Thursday, July 10, 2008

It's like someone's erased my memory

I don't know what it is, but for the last few days I've felt sort of at a loose end, with lots of time on my hands. It's as if I'd previously been doing something that took up a lot of my time on a daily basis, but now I'm not and I need to find something to fill all the time I'd previously devoted to it. But what is it? I've been sitting around doing absolutely nothing for months now!

Job-hunting? That didn't take up too much of my time, and I seem to have spent a lot of time today anyway fending off calls from people who've seen my CV on Monster and want to offer me jobs. Seriously, they all seem to have come along at once lately!

Memory training? I haven't done too much of that just lately, but I've been pretty good about training at weekends and I don't normally feel vacant after not doing anything for a couple of days.

I think it must just be that I've officially got a job now, so I'm feeling like not working on a weekday is strange and gives me lots of spare time. Or perhaps I've been on secret government work of some kind and my memory has been blanked out. I like that second theory best.

2 comments:

Anonymous said...

Yes. I'm sure you have been working at Bletchley Park in collusion with Stella Rimington at MI5. Yes, it all makes sense now ! Memorising and cracking codes but I promise not to tell anyone. Oops, sorry Ben. Britain is at least a safer place now that you have been protecting us from the dastardly deeds of the evil wrong do-ers !

Dai

ps.
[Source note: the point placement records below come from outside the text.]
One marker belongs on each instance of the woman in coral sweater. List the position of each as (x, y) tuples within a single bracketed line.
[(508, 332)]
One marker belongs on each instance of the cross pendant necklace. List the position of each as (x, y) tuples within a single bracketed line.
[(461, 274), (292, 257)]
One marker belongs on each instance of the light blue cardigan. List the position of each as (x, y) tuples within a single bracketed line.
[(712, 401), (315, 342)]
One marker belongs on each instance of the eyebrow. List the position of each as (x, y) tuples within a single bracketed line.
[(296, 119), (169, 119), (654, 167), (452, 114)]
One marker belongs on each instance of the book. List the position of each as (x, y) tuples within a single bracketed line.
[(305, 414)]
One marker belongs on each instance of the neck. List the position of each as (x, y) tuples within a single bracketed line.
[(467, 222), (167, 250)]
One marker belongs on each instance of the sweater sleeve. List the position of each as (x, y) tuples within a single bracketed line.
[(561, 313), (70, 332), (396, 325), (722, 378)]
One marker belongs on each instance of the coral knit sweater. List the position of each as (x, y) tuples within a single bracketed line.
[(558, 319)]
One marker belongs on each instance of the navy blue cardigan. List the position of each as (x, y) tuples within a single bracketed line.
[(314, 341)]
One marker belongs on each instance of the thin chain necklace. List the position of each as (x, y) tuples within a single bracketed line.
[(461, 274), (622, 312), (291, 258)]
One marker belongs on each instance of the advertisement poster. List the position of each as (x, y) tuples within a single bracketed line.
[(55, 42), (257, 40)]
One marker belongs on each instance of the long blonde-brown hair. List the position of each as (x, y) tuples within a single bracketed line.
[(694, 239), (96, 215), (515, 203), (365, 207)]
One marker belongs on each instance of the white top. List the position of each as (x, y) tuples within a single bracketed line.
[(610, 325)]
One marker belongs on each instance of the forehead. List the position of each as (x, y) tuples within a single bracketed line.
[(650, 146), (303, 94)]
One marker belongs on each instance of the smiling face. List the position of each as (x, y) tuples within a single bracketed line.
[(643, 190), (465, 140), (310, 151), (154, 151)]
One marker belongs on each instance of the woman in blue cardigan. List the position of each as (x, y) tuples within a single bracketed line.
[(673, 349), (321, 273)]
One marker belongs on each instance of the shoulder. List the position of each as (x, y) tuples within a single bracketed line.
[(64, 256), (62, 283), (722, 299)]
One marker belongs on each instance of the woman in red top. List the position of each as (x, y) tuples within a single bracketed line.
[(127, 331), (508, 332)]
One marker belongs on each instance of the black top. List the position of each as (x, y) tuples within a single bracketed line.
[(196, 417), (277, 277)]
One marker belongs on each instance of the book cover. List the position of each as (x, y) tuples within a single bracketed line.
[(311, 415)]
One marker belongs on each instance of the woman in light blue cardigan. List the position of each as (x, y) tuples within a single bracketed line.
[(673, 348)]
Does anyone need a lift from the M4 up to London for the UK Open Memory ?

Hotel is 40 quid for a double room sharing so that's just 20 quid a night if you want to do that too.

Josh said...

This has nothing to do with this blog but were you at the MCWC this year? Also have you ever tested the strength of your methods using the 24 hour test. Recall everything you've learnt in a single session the following day with NO rehearsal. It really improves long term memory though I would only use it on stuff you might want to actually know (like the cubes of two digit numbers? - always good).